One of the worst discipline mistakes a parent can make is to ‘give in’ to a whining, nagging, misbehaving child. ‘Giving in’ simply means that parents let their demanding child have his or her way just to avoid any conflict. While giving in to your child’s tirades may solve the immediate dilemma, it will only create more long-term discipline problems.
Giving in, even occasionally, will keep bad behavior alive. It is known as the "Law of Reinforcement," a term that was first coined by educational psychologist E.L. Thorndike. In regard to children, it means that if children get a desirable, appealing response to their behavior, they'll repeat the behavior. In other words, if crying, screaming, pouting, or whining get children what they want, you can bet they'll try this technique over and over again.

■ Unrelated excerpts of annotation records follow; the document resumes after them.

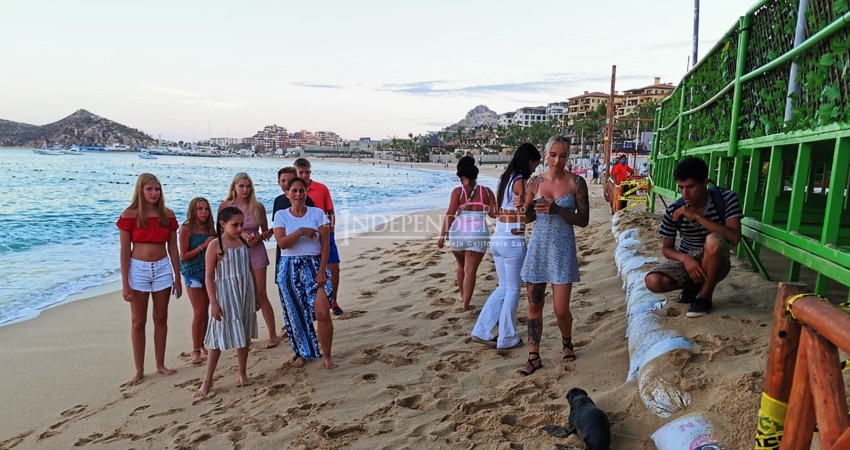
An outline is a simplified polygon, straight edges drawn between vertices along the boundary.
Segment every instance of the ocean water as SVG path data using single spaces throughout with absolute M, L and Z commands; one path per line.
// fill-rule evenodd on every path
M 193 197 L 206 197 L 215 209 L 237 172 L 251 176 L 271 213 L 281 193 L 277 171 L 292 161 L 0 149 L 0 325 L 120 280 L 115 221 L 129 206 L 139 173 L 160 179 L 167 206 L 182 222 Z M 338 236 L 369 231 L 401 214 L 445 208 L 457 186 L 453 174 L 438 170 L 311 162 L 313 179 L 333 196 Z M 496 183 L 484 176 L 479 181 Z

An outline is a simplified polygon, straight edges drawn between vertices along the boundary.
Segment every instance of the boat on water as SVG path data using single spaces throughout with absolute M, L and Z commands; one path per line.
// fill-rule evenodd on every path
M 61 150 L 52 150 L 52 149 L 49 149 L 49 148 L 46 149 L 46 150 L 37 148 L 37 149 L 33 149 L 33 152 L 38 153 L 39 155 L 48 155 L 48 156 L 61 156 L 61 155 L 64 154 L 64 153 L 62 153 Z
M 60 150 L 58 148 L 47 148 L 46 142 L 41 145 L 41 148 L 33 149 L 33 152 L 37 153 L 39 155 L 48 155 L 48 156 L 61 156 L 62 155 L 62 150 Z
M 83 153 L 82 151 L 80 151 L 80 146 L 79 146 L 79 145 L 72 145 L 71 147 L 69 147 L 69 148 L 66 148 L 66 149 L 62 150 L 62 154 L 63 154 L 63 155 L 82 156 L 82 155 L 84 155 L 85 153 Z

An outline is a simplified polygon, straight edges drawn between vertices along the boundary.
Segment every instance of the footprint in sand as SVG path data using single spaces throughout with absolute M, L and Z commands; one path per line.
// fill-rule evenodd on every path
M 325 430 L 325 436 L 328 439 L 339 439 L 351 434 L 361 435 L 366 433 L 366 428 L 363 425 L 338 425 Z
M 354 318 L 356 318 L 356 317 L 360 317 L 360 316 L 362 316 L 363 314 L 366 314 L 366 311 L 359 310 L 359 309 L 355 309 L 355 310 L 348 310 L 348 311 L 346 311 L 345 313 L 343 313 L 341 316 L 337 317 L 337 318 L 336 318 L 336 319 L 334 319 L 334 320 L 348 320 L 348 319 L 354 319 Z
M 200 378 L 192 378 L 191 380 L 186 380 L 182 383 L 177 383 L 174 387 L 201 387 L 201 379 Z
M 374 373 L 364 373 L 363 375 L 360 375 L 359 377 L 357 377 L 357 379 L 362 380 L 362 381 L 366 381 L 366 382 L 369 382 L 369 383 L 374 383 L 375 380 L 378 379 L 378 376 L 375 375 Z
M 183 411 L 183 408 L 171 408 L 168 411 L 163 411 L 161 413 L 155 413 L 148 416 L 148 419 L 154 419 L 156 417 L 170 416 L 172 414 L 177 414 Z
M 75 415 L 80 414 L 81 412 L 85 411 L 86 407 L 88 407 L 88 406 L 89 405 L 76 405 L 72 408 L 68 408 L 65 411 L 62 411 L 61 413 L 59 413 L 59 415 L 62 416 L 62 417 L 75 416 Z
M 588 315 L 587 318 L 584 319 L 584 322 L 588 323 L 588 324 L 596 323 L 596 322 L 599 322 L 600 320 L 610 316 L 613 313 L 614 313 L 613 309 L 608 309 L 608 310 L 605 310 L 605 311 L 596 311 L 596 312 Z
M 77 442 L 74 442 L 74 447 L 82 447 L 82 446 L 84 446 L 86 444 L 90 444 L 90 443 L 94 442 L 95 440 L 100 439 L 102 437 L 103 437 L 103 434 L 101 434 L 101 433 L 92 433 L 92 434 L 90 434 L 90 435 L 88 435 L 84 438 L 78 439 Z M 8 447 L 8 448 L 12 448 L 12 447 Z
M 431 300 L 428 304 L 431 306 L 446 306 L 451 305 L 455 302 L 455 299 L 451 297 L 440 297 Z
M 138 408 L 134 409 L 134 410 L 130 413 L 130 417 L 135 416 L 137 412 L 139 412 L 139 411 L 144 411 L 144 410 L 146 410 L 146 409 L 148 409 L 148 408 L 150 408 L 150 407 L 151 407 L 151 405 L 142 405 L 142 406 L 139 406 Z
M 445 311 L 437 310 L 437 311 L 431 311 L 430 313 L 428 313 L 428 315 L 426 317 L 428 317 L 431 320 L 436 320 L 436 319 L 439 319 L 440 317 L 443 317 L 443 315 L 445 315 L 445 314 L 446 314 Z
M 395 403 L 402 408 L 419 409 L 422 405 L 422 396 L 419 394 L 411 395 L 410 397 L 399 399 Z

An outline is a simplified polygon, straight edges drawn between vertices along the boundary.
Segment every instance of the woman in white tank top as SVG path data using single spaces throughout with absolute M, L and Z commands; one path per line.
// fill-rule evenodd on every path
M 515 319 L 522 286 L 520 270 L 525 261 L 525 211 L 519 210 L 516 205 L 522 204 L 525 183 L 540 164 L 540 159 L 540 152 L 534 145 L 522 144 L 499 178 L 499 219 L 490 239 L 499 286 L 490 294 L 472 329 L 473 340 L 497 348 L 513 348 L 522 344 Z M 493 328 L 497 325 L 499 333 L 494 336 Z

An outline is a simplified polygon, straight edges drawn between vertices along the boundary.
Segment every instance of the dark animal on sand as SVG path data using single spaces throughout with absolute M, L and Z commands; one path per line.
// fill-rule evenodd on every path
M 586 450 L 609 450 L 611 447 L 611 422 L 605 412 L 596 407 L 587 392 L 572 388 L 567 392 L 570 404 L 570 426 L 567 433 L 578 434 Z

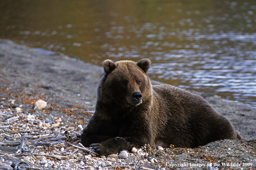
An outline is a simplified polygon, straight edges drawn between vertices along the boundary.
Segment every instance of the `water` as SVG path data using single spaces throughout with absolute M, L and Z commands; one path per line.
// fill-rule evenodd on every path
M 4 1 L 0 38 L 256 106 L 256 1 Z

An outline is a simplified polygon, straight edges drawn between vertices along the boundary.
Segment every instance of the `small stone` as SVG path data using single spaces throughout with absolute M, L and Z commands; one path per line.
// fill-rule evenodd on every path
M 51 128 L 58 127 L 59 127 L 59 124 L 57 123 L 55 123 L 52 124 L 52 125 L 51 126 Z
M 15 108 L 15 111 L 16 111 L 16 112 L 20 112 L 21 111 L 21 109 L 19 107 L 17 107 Z
M 145 154 L 145 155 L 144 156 L 144 157 L 145 157 L 145 158 L 147 158 L 147 157 L 148 157 L 148 155 L 149 155 L 149 153 L 147 152 Z
M 152 158 L 150 159 L 150 162 L 151 162 L 153 163 L 155 163 L 155 161 L 154 161 L 154 159 Z
M 104 162 L 102 162 L 101 163 L 101 166 L 102 167 L 106 167 L 106 164 Z
M 4 159 L 2 158 L 0 158 L 0 162 L 3 162 L 3 163 L 4 162 Z
M 126 151 L 122 151 L 119 154 L 119 157 L 122 159 L 126 159 L 128 158 L 128 153 Z
M 77 126 L 77 130 L 81 131 L 82 131 L 83 130 L 83 127 L 82 127 L 81 125 L 79 124 Z
M 157 149 L 159 150 L 159 151 L 163 151 L 164 149 L 161 146 L 157 146 Z
M 40 99 L 35 102 L 34 104 L 34 109 L 37 109 L 38 110 L 41 110 L 44 109 L 47 106 L 47 103 L 42 100 Z
M 41 161 L 39 163 L 39 164 L 41 165 L 44 165 L 47 163 L 47 160 L 44 158 L 42 159 Z
M 118 155 L 116 154 L 110 154 L 108 155 L 108 157 L 117 158 L 118 158 Z
M 46 164 L 44 164 L 44 167 L 48 167 L 48 165 L 49 165 L 49 164 L 48 164 L 48 163 L 46 163 Z
M 109 159 L 109 161 L 111 161 L 111 162 L 116 162 L 116 159 L 113 158 L 111 159 Z
M 134 147 L 131 149 L 131 153 L 136 153 L 138 151 L 138 149 Z

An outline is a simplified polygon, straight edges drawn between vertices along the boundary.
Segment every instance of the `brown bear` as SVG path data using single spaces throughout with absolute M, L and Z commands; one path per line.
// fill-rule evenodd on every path
M 101 155 L 145 144 L 194 148 L 240 138 L 228 120 L 202 97 L 170 85 L 152 85 L 150 61 L 106 60 L 95 112 L 81 142 Z

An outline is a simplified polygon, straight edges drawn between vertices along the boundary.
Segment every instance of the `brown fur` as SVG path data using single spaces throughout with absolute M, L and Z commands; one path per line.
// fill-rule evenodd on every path
M 104 61 L 95 112 L 81 135 L 84 146 L 105 155 L 146 144 L 194 148 L 240 138 L 201 97 L 169 85 L 152 86 L 146 74 L 150 65 L 147 59 Z

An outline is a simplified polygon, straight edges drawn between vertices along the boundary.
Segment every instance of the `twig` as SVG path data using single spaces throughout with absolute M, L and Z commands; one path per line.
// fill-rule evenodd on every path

A good example of negative reinforcement can be seen in this shopping illustration: Shannon takes her 3 year old daughter, Olivia, to the store. When Olivia asks for a toy, Shannon says no. This makes Olivia cry loudly. So as to not attract attention, Shannon says, "Okay, we'll get the toy - just this once." Now what did that teach the little girl? It taught her that if she cries and attracts attention, her mother will give her what she wants. You can rest assured that the next time they go to the store, the same behavior will happen again, only this time, the child will probably have to cry harder and louder. It will take many more trips to the store without caving in to extinguish that one time the mother gave in.
Every time you give in, expect a repeat of the same behavior - only worse. When parents give in and their children get their demands, it's as if a light bulb appears over their head. They now have a proven technique of getting their way. It might be begging, whining, pleading, screaming, holding their breath, or throwing a tantrum. Whatever worked for them once will work again.

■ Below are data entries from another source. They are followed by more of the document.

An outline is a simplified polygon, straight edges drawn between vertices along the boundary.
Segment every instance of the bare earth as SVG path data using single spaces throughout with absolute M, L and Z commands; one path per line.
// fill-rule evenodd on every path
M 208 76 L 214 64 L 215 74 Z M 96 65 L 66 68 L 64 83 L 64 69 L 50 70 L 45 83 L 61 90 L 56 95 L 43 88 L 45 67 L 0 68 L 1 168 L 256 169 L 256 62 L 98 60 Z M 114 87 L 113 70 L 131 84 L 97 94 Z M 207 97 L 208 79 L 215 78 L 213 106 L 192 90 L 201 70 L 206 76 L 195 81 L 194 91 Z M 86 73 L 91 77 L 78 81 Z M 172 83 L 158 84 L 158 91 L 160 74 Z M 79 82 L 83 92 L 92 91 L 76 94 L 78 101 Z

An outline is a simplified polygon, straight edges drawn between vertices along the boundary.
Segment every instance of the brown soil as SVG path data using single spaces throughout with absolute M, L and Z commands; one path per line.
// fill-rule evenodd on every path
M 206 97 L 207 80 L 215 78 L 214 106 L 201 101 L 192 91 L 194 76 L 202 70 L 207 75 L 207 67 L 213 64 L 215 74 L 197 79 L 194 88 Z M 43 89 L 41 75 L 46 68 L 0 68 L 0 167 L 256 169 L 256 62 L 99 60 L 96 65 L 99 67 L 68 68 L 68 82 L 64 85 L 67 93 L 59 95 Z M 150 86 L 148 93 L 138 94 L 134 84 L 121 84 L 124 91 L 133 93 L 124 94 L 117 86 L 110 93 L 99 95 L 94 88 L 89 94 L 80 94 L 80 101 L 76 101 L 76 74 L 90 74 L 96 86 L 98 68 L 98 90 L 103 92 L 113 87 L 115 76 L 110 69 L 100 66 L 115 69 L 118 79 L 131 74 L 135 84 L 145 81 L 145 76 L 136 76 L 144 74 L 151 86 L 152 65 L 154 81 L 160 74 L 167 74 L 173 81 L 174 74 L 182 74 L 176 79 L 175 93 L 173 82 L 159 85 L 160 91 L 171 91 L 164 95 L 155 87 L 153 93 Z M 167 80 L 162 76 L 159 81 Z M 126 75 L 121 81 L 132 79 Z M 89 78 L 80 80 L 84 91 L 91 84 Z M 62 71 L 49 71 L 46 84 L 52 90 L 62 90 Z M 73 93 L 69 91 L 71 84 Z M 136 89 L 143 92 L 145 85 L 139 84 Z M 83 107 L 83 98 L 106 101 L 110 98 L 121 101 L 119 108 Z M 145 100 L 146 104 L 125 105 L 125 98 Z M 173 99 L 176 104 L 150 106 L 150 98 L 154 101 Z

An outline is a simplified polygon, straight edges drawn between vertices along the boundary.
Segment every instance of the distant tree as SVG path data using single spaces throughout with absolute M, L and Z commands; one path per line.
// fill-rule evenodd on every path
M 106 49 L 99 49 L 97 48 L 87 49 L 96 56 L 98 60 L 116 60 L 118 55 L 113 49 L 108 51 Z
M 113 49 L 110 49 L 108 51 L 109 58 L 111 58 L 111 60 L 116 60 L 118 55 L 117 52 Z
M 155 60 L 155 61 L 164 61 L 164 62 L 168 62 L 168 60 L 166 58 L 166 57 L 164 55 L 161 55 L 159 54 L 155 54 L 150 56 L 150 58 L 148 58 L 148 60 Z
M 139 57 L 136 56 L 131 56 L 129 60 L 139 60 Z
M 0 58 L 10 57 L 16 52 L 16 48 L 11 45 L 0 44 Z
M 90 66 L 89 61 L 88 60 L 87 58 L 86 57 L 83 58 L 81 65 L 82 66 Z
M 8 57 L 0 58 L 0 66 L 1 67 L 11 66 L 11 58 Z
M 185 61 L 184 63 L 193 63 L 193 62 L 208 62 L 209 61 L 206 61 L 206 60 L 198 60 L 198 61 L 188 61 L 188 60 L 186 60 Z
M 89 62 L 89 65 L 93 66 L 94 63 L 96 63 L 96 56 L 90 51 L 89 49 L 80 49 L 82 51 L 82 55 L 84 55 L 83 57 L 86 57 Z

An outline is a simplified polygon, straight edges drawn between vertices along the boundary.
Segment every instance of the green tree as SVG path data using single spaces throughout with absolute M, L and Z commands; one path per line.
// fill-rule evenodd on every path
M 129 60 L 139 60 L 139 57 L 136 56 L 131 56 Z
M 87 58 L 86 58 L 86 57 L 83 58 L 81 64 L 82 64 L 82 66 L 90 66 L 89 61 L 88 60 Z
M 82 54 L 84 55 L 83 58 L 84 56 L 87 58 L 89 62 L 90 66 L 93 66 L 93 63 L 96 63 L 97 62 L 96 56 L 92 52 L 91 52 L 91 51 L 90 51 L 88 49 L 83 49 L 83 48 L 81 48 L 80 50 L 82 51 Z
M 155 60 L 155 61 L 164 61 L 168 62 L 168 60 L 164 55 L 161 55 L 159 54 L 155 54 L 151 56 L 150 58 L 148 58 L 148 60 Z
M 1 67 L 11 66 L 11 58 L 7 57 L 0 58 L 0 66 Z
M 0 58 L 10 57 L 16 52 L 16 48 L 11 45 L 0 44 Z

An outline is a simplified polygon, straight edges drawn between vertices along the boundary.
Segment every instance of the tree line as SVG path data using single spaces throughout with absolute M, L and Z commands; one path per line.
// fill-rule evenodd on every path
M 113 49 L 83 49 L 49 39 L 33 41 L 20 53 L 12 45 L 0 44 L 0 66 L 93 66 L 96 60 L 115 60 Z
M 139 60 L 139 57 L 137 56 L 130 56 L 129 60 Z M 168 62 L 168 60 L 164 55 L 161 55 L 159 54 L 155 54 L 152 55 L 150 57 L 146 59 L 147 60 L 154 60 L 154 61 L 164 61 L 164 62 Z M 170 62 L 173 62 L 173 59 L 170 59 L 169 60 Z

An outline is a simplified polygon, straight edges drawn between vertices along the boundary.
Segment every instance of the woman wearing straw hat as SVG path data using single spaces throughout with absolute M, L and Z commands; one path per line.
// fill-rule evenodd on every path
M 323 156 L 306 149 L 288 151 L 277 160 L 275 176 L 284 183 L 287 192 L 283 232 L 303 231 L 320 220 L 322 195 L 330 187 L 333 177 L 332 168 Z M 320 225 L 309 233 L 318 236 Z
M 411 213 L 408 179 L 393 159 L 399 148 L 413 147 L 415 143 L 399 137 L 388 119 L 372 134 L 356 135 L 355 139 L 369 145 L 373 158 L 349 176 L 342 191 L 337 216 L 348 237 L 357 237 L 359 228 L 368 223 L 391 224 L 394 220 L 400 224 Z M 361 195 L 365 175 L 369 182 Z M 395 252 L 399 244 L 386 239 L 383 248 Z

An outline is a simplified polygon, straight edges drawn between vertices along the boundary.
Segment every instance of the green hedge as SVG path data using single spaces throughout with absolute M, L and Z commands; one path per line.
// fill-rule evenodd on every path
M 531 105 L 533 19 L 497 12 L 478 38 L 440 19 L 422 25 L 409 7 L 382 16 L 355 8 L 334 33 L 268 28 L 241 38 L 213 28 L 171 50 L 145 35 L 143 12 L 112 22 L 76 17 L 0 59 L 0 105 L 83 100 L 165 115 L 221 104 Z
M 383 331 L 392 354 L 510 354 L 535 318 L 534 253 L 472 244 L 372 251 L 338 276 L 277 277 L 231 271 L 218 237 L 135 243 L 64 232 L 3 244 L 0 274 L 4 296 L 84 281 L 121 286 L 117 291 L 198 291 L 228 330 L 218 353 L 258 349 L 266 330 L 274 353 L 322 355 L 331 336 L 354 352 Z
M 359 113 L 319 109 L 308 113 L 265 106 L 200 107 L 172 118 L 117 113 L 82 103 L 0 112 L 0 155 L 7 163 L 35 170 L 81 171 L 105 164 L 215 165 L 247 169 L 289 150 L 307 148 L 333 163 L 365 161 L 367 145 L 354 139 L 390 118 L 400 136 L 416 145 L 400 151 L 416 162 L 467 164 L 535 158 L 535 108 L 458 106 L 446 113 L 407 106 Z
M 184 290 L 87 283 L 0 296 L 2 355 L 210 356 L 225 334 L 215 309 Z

In fact, most bad behavior that keeps repeating has been reinforced somewhere along the way. Consider Liam. When Liam’s mother told him to go to bed, he threw a tantrum. Instead of arguing, his tired, weary mother said,
"Okay, you can stay up 30 more minutes." Liam now knows that throwing a tantrum pays. Mia wants a cupcake an hour before dinner. When her mother says no, Mia throws herself on the floor and wails. Not wanting to upset her precious child, the mother gives her the cupcake. You can bet Mia will now throw a fit every time she doesn't get her way. Whatever behavior gets good results, will be repeated. Therefore, it is crucial that you NEVER REWARD BAD BEHAVIOR! That means if your children are behaving badly, make absolute certain that they don’t get their way.
Stopping a behavior works the same way. Unrewarded behavior will disappear. In other words, if children do not get a satisfying result from their behavior, they'll stop it. Let’s use the previous example of Liam, the boy who threw a tantrum to stay up later. Instead of giving in and thus rewarding his tantrum, the mother could have physically picked him up and put him in his room. She might have said, "If you're going to scream and throw a fit, you're going to have to do it in here," and then she should have shut the door and left. That way the child would have learned that throwing a tantrum does no good. A note of caution, however: If a behavior has been reinforced in the past, children may try it several times before realizing that it doesn't work. Be persistent. It often takes considerable time to undo bad habits.
The Law of Reinforcement works both positively and negatively. To use this law effectively as a parent, never reward bad behavior. Instead, only reward good behavior with praise, hugs, affection, and attention.
Giving in is only a short-term solution. It may save you from the hassles of the moment, but it can cause a life time of problems. Remember, the more you give in, the worse the behavior will be.